Za bezpodstawne uznane zostało też zatrzymanie Rafała Wysockiego, wiceprezesa Cracovii. Sąd przychylił się jedynie do wysokości kaucji wobec Wysockiego.
Sąd rozpatrywał dziś zażalenie Filipiaka i Wysockiego na zatrzymanie, które miało związek ze sprawą piłkarza Pawła Drumlaka.
Cała historia ma swój początek wiosną 2005 r. Wtedy do klubu z Kałuży zgłosił się komornik, który chciał zająć kilkaset tysięcy złotych z poborów Pawła Drumlaka. Piłkarz był winny te pieniądze poprzedniemu menedżerowi. Żeby uniknąć egzekucji, zawodnik i klub dogadali się: jego zarobki na kilka miesięcy z 25 tys. zł zmalały na papierze do 1,2 tys. zł, a umowę podpisano z datą wsteczną. Za antydatowanie dokumentów zarzuty teraz dostali obecny prezes Cracovii Janusz Filipiak i Paweł Misior, czyli ówczesny prezes i wiceprezes klubu - według prokuratury wiedzieli o machinacjach i mieli sygnować związane z tym materiały. Rok później, gdy klub był już w konflikcie z piłkarzem (zarzucano mu m.in. symulowanie kontuzji), pojawił się drugi aneks: tym razem z 25 tys. zł zarobki Drumlaka spadły do 20 tys. zł. Tyle, że piłkarz nic o tym dokumencie nie wiedział, a jego podpis został podrobiony. Do dziś jednak nie wiadomo, kto sfałszował sygnaturę. Ale zdaniem prokuratury zamieszani są w to obecni wiceprezesi Rafał Wysocki i Jakub Tabisz - zarzucono im usiłowanie oszustwa przez sporządzenie aneksu do kontraktu z podrobionym podpisem piłkarza, posłużenie się nim w PZPN oraz zmuszanie zawodnika do przystania na proponowane przez klub warunki ugody.

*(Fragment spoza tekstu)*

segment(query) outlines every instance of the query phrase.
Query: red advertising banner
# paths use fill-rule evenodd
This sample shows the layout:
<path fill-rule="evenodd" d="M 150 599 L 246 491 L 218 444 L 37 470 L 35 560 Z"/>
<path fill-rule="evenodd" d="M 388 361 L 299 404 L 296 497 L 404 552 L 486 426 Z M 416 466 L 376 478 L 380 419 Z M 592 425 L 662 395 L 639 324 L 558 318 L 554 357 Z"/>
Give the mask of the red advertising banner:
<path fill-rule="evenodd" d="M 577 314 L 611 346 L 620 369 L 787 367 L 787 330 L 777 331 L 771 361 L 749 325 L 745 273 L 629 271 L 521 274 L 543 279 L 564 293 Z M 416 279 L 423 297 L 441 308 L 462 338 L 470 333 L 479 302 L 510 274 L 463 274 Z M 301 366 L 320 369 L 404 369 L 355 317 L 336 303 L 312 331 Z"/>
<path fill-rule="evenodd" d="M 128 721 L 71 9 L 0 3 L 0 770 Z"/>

Cała czwórka została zatrzymana przez policję na polecenie prokuratury 12 kwietnia. Po przesłuchaniu wszystkich zwolniono.
- Nie boję się słowa przepraszam. Wielokrotnie deklarowałem, że jestem przeciwny stosowaniu niepotrzebnych, nadmiernych środków zapobiegawczych. Szanuję orzeczenie sądu i gdy tylko je otrzymam z pewnością wyrażę ubolewanie z tego powodu - mówił Zbigniew Ćwiąkalski w rozmowie z reporterem Radia TOK FM.